Newport News is one of five communities in EPA’s Mid-Atlantic region receiving assistance under the Agency’s “Making a Visible Difference in Communities” (MVD) effort.
A room full of about 80 people engaged in finding solutions to the most pressing problems facing the city’s most overburdened neighborhoods – from air and toxics pollution to equitable development.
A series of panels offered best practice examples and resources, and a networking session gave members of the community a chance to meet one-on-one with federal, state and city agency representatives.

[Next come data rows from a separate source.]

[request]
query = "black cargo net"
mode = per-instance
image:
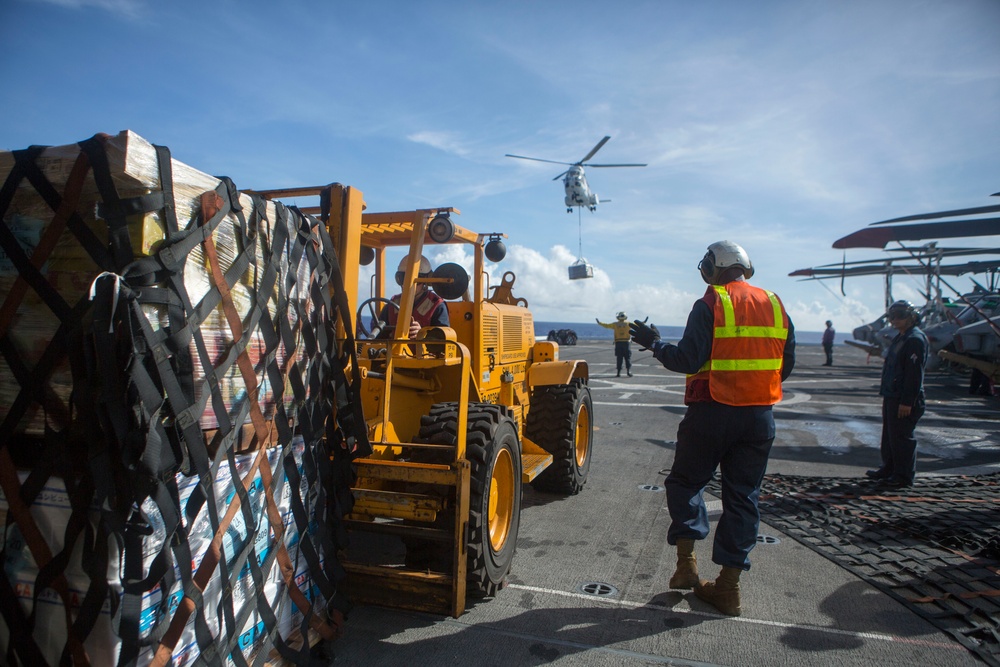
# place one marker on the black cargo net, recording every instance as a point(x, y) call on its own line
point(175, 442)
point(934, 547)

There was good energy throughout the day with practical and positive discussions on the opportunities and challenges, and on the need for the process to be inclusive and the community to be involved.
As EPA’s MVD coordinator in Newport News, I had the pleasure of working with the city, the Southeast CARE Coalition and our other partners to plan the forum. I know we’re all glad that the weekly conference calls, regular emails, and last-minute agenda changes are behind us.
Now the real work begins.
The information we gathered will help our agencies and organizations build on the progress already being made in Newport News. We assured the community that we weren’t just dropping in and leaving. We’ll continue to fit in where it makes sense to help the city as a whole address its revitalization priorities. For example, EPA is helping to bring green infrastructure to a city schoolyard to serve as a model for reducing stormwater pollution and preventing flooding.
At the forum, EPA Regional Administrator Shawn Garvin called for a coordinated response to the environmental and public health issues identified by the community.
Based on the turnout and the dialogue, we have momentum behind that charge.